Brendan, a US citizen, landed in Bogota on February 28, just before immigration began implementing a 14-day quarantine for foreigners entering the country. His plan was to travel Colombia for a few months but was caught up in Boyaca when Claudia López announced the four-day quarantine drill for Bogotá. He is currently staying in an Airbnb in Tunja, unable to return to the capital due to closed bus terminals. He says he has no option but to stay in the Airbnb until the national quarantine ends, but of course, nobody knows when that will be. However, Brendan remains hopeful that there may be a possibility of a repatriation flight in the coming week.
French solo female traveller, Ewa, told us of her struggle to return home. She did manage to get out of the country before the international flights were stopped, but has this advice for those who are still here: “I would advise those who do not have a stable place to stay (apartment or Airbnb) to try their best to leave the country as things might get more unstable and difficult for foreigners.” She added, “The uncertainty of how long the lockdown will last is a big worry. It could be months. Also, given that this is still a developing country, I would say that the social and economic situation for now is more of a worry than the medical and sanitary risks.”
What can you do if you’re a traveller stuck in Colombia?
- Try and get home. Some embassies and governments have managed to organise flights and if you act now you might be able to get on one of them.
- Call your country’s embassy. They will be able to give you advice and the necessary information regarding any repatriation flights. Be patient as they will be receiving many calls like yours, and follow their twitter and social media accounts for the latest updates. Don’t expect them to work miracles or cover the cost of your flight.
- Even if you can’t get through by phone, go to the embassy website and do what is indicated. If your government has a registration platform for their citizens abroad, sign up so that the embassy is aware of your whereabouts and status.
- Find an inexpensive place to stay for at least a month. While the quarantine is set to end on April 13, be prepared for it to last longer.
- If you have insurance, contact your insurer to find out what help is available. Again, be patient as there will be a high volume of calls.
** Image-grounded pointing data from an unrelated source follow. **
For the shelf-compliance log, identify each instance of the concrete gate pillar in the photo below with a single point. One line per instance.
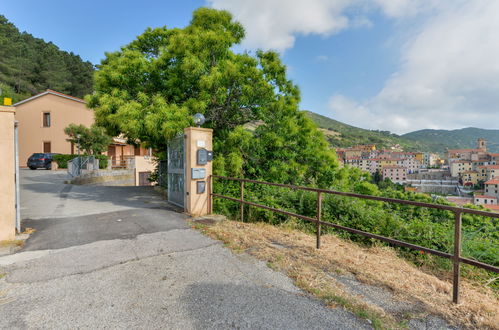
(7, 174)
(198, 169)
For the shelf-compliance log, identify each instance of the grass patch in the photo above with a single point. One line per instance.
(292, 251)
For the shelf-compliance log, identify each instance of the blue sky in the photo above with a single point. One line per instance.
(397, 65)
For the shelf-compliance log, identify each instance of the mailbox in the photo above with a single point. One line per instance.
(198, 173)
(202, 156)
(201, 187)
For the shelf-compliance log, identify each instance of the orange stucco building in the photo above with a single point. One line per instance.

- Check your insurance coverage and buy or extend health insurance if necessary. You do not want to be in another country during a global pandemic with no health coverage.
This list of open hotels and hostels was shared by the Dutch embassy this week:
If you are unable to get home, don’t panic. Colombia is already taking early action to stop the spread of the virus and the big cities have good supplies of food and water. During the nationwide quarantine, you can still go to nearby shops and there’s plenty of food delivery services available. Use social media to keep in touch with friends and family and try to look after yourself wherever you are.